Golden Bleeding Heart


"You pass by love unheeding
To gain the goal you long --
But my heart, my heart is bleeding:
I cannot sing this song."

-George William Russell
(1867-1935)

   

Dicentra spectabilis 'Goldheart' wants even less sun than the species as a whole, its golden foliage being more than ordinarily sensitive to sunburn. Ours is protected by overshadowing woody shrubs, while nearby in more light is a 'Winchester Fanfair' Cape Fuchsia which is partially evergreen through winter. So when the Bleeding Heart has completely died back in winter, that little corner is never dull. In March, the Cape Fuchsia gets trimmed back & it grows back rapidly along with the "Goldheart." Also in this protected area is D. spectabilis var. alba with lime-green foliage & pure white blooms, growing close enough to "Goldheart" that the white & the pink lockets intermingle.

It's almost immediately amazing as soon as it pokes out its leaves in March. The photograph above is just its beginning in earliest spring. The first flower-buds appear right along with the first leaves, & by late March it has a substantial number of bright leaves & already a few full flowers. In April & May it truly goes to town sending out long fountaining golden plumes loaded with pink heart-lockets.

This cultivar was developed at Hadspen House in Somerset, England. Hadspen House's famed "Arts & Crafts" style gardens reach back to the 17th Century. It had fallen into a degree of neglect until the 1970s when restoration & enlargement began under the guidance of one of the Grande Dames of gardening, Penelope Hobhouse, author of many "natural gardening" books, including The Country Gardener (1979) which in particular documents her work at Hadspen.

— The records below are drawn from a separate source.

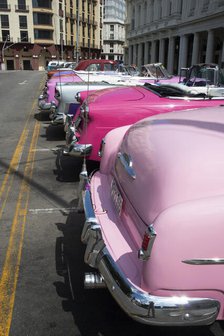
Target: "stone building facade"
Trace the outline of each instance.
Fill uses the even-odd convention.
[[[126,62],[224,65],[224,0],[126,0]]]
[[[123,61],[125,19],[125,0],[103,0],[102,58]]]
[[[54,59],[98,58],[102,0],[1,0],[1,68],[41,70]]]

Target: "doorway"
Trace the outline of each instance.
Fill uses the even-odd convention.
[[[23,70],[32,70],[30,60],[23,60]]]
[[[14,60],[7,60],[6,61],[6,69],[7,70],[15,70]]]

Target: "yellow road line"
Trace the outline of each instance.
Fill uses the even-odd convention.
[[[0,189],[0,204],[1,204],[0,219],[1,219],[2,214],[3,214],[10,189],[12,187],[12,183],[13,183],[14,176],[15,176],[14,173],[18,168],[19,161],[20,161],[20,158],[22,156],[23,149],[24,149],[28,134],[29,134],[29,131],[28,131],[28,129],[25,128],[22,132],[19,143],[16,147],[16,150],[15,150],[14,155],[12,157],[12,160],[9,164],[9,168],[6,172],[6,175],[4,177],[4,180],[3,180],[3,183],[2,183],[2,186],[1,186],[1,189]]]
[[[29,179],[32,178],[33,174],[35,158],[34,148],[37,144],[39,131],[40,124],[36,122],[11,227],[11,234],[3,266],[2,277],[0,280],[0,336],[9,335],[12,321],[16,286],[22,255],[24,230],[28,212],[30,193]]]
[[[41,86],[43,85],[43,80],[41,81],[39,85],[39,91]],[[15,172],[18,169],[20,158],[22,156],[24,146],[27,140],[27,137],[29,135],[29,129],[28,125],[30,122],[31,116],[33,116],[34,109],[36,108],[36,101],[33,102],[31,111],[26,119],[24,129],[22,131],[22,134],[20,136],[19,142],[16,146],[15,152],[13,154],[13,157],[10,161],[9,167],[7,169],[7,172],[5,174],[4,180],[2,182],[1,188],[0,188],[0,219],[2,218],[2,214],[4,211],[4,208],[6,206],[6,202],[8,199],[9,192],[12,187],[13,179],[15,176]]]

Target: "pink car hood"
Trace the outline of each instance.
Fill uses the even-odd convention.
[[[116,92],[116,97],[114,96]],[[136,101],[145,98],[146,89],[141,86],[115,87],[111,89],[100,90],[92,93],[88,98],[88,103],[111,104],[116,99],[116,104],[125,101]]]

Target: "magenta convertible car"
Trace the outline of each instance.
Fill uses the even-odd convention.
[[[224,319],[224,107],[171,112],[109,132],[84,192],[85,285],[134,320]]]
[[[85,97],[85,92],[81,95]],[[102,138],[112,129],[159,113],[224,104],[224,97],[192,94],[189,88],[145,84],[90,94],[67,127],[65,155],[99,161]]]

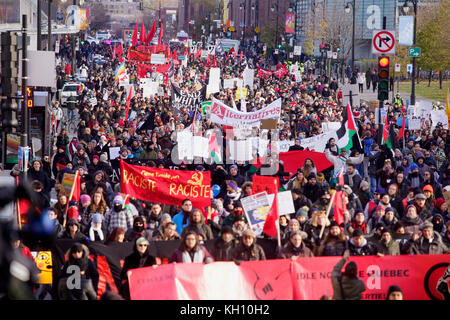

In 1986 the area of Hadspen known as the Upper & Walled Gardens were taken over by Canadian Northwesteners Nori & Sandra Pope, who moved to England in order to transform that hillside into one of the preeminant "Colourist" gardens in the world. Their nursery is today famed especially for plants that lend softly brilliant color contrasts for refined gardening taste.

The Popes have written a book, Colour by Design (1998) which is an instructive expression of their gardening philosophy. "Goldheart" (often incorrectly rendered "Gold Heart") is just one of their plants that achieve that difficult balance of showiness & subtlty. We also have another of their excellent shade plants, 'Hadspen Cream' Brunnera.